All told – over 10,000 wildfowl and 20,000 waders call the Exe their home in the winter but that doesn’t mean that the estuary is ‘empty’ in the summer.
On the lovely June evening that we visited the Exe estuary there was plenty of bird activity both on the islands of sand and mud, on the foreshore and in the rough ground and marshes. On our way home on our first sortie to the water’s edge we saw the ghostly white shape of a barn owl silently hunting low over the vegetation.
On our second walk along the Exe several days later, we walked much further along the side of the estuary on the sea wall. We were amazed to see a multitude of black crow-like birds sitting on the mud flats nearest to the shore – clearly copying the feeding habit of the many waders that live here.
We were heading for the Turf hotel – a pub that can only be reached by foot, pedal, or hoof. As we walked a large number of cyclists whizzed past on the cycle path below us - clearly on their way to down a pint or two and, indeed when we reached the pub, the beer garden was littered with bicycles of all shapes and sizes.
At this point the Exe narrows considerably and it is here that it is joined by the Exeter shipping canal. To reach the pub we had to walk across narrow lock gates with water below us either side. it was really scary. I was convinced that Bruno was either going to fall in or to jump in. He is so uncoordinated and so clueless! However, tonight , thank goodness, he seemed to be perfectly sure-pawed.
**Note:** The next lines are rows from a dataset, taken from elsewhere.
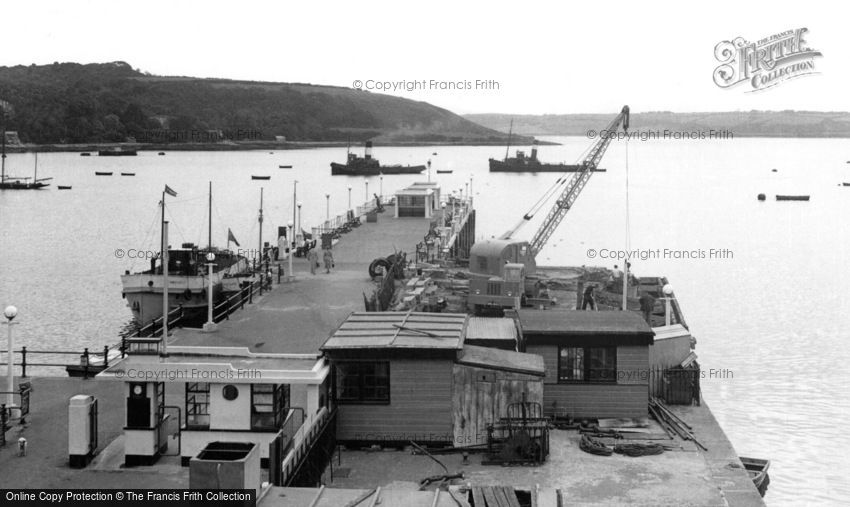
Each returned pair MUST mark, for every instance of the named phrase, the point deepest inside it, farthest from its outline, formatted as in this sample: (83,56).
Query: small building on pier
(410,376)
(229,394)
(597,363)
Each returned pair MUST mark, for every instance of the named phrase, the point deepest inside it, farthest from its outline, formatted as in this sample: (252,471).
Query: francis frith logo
(766,63)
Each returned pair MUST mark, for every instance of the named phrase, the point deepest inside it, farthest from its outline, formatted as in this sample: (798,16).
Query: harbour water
(762,284)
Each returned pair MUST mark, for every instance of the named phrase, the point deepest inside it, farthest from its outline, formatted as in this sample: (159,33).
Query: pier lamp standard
(10,312)
(291,252)
(328,208)
(668,297)
(210,325)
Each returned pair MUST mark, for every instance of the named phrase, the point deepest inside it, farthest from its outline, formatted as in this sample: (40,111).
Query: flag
(231,237)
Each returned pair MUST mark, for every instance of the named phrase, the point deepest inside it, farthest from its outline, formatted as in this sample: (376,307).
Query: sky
(530,57)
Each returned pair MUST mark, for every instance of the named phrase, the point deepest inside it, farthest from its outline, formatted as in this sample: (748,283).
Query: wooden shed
(597,363)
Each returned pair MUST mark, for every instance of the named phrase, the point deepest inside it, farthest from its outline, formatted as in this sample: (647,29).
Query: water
(773,315)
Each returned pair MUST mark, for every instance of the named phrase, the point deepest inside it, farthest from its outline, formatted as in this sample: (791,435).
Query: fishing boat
(116,152)
(16,182)
(188,280)
(368,166)
(757,468)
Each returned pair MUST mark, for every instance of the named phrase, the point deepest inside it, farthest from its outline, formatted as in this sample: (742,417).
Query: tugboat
(530,164)
(368,166)
(116,152)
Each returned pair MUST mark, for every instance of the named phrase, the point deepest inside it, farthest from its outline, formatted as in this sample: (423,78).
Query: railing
(340,224)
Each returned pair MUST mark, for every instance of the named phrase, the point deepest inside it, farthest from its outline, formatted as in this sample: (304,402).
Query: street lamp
(10,312)
(210,325)
(291,251)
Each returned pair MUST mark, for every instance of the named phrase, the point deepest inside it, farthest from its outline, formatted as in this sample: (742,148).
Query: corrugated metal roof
(574,322)
(487,357)
(412,330)
(491,329)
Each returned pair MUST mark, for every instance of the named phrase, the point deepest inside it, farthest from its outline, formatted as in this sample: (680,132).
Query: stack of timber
(672,424)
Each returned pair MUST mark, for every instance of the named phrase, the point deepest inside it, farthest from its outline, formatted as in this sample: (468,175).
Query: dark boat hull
(116,153)
(534,167)
(346,170)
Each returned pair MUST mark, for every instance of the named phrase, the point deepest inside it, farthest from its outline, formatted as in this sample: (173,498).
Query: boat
(368,166)
(116,152)
(757,469)
(530,164)
(16,182)
(188,281)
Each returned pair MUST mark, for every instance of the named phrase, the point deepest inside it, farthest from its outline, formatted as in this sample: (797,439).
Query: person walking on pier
(313,260)
(329,260)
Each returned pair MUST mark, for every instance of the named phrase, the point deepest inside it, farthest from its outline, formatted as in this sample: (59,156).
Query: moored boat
(368,166)
(757,469)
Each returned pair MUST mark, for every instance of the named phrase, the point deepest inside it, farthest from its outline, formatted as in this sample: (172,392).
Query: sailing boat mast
(508,148)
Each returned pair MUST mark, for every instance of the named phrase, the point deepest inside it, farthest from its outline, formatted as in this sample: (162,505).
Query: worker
(587,298)
(329,260)
(313,260)
(647,305)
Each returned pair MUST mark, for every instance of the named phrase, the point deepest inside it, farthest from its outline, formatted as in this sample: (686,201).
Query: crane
(502,270)
(572,187)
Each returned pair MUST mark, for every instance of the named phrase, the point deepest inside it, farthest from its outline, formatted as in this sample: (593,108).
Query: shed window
(269,404)
(363,382)
(587,364)
(198,405)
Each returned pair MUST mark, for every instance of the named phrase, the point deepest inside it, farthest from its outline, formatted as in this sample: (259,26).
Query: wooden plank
(478,497)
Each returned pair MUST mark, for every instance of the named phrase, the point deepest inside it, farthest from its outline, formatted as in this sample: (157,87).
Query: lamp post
(11,312)
(210,324)
(291,252)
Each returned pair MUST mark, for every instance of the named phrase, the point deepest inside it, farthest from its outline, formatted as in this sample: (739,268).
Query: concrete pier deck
(296,317)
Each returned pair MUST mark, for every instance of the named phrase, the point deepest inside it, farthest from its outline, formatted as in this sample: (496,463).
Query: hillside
(740,124)
(112,102)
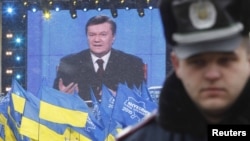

As we sat in the beer garden, we could hear the beautiful bubble of the resident curlew wafting across to us on the gentle evening breeze. A gaggle of starlings flitted in and out of the trees swooping down to the water’s edge. We half expected to see a murmuration, but I think that the birds were just preparing to settle down for the night. On the water, a water skier glided across the surface of the clear calm water towed by a small fast speedboat. Although it looked exciting to be out on the water, I was glad to be on dry land.
It felt like a truly magical place– the air was barmy and warm, the water glistened in the late evening sunshine, divers birds called across to each other and the coral and peach sky heralded the end of another beautiful day.
We were so sad that we would be leaving the Exe Estuary behind tomorrow.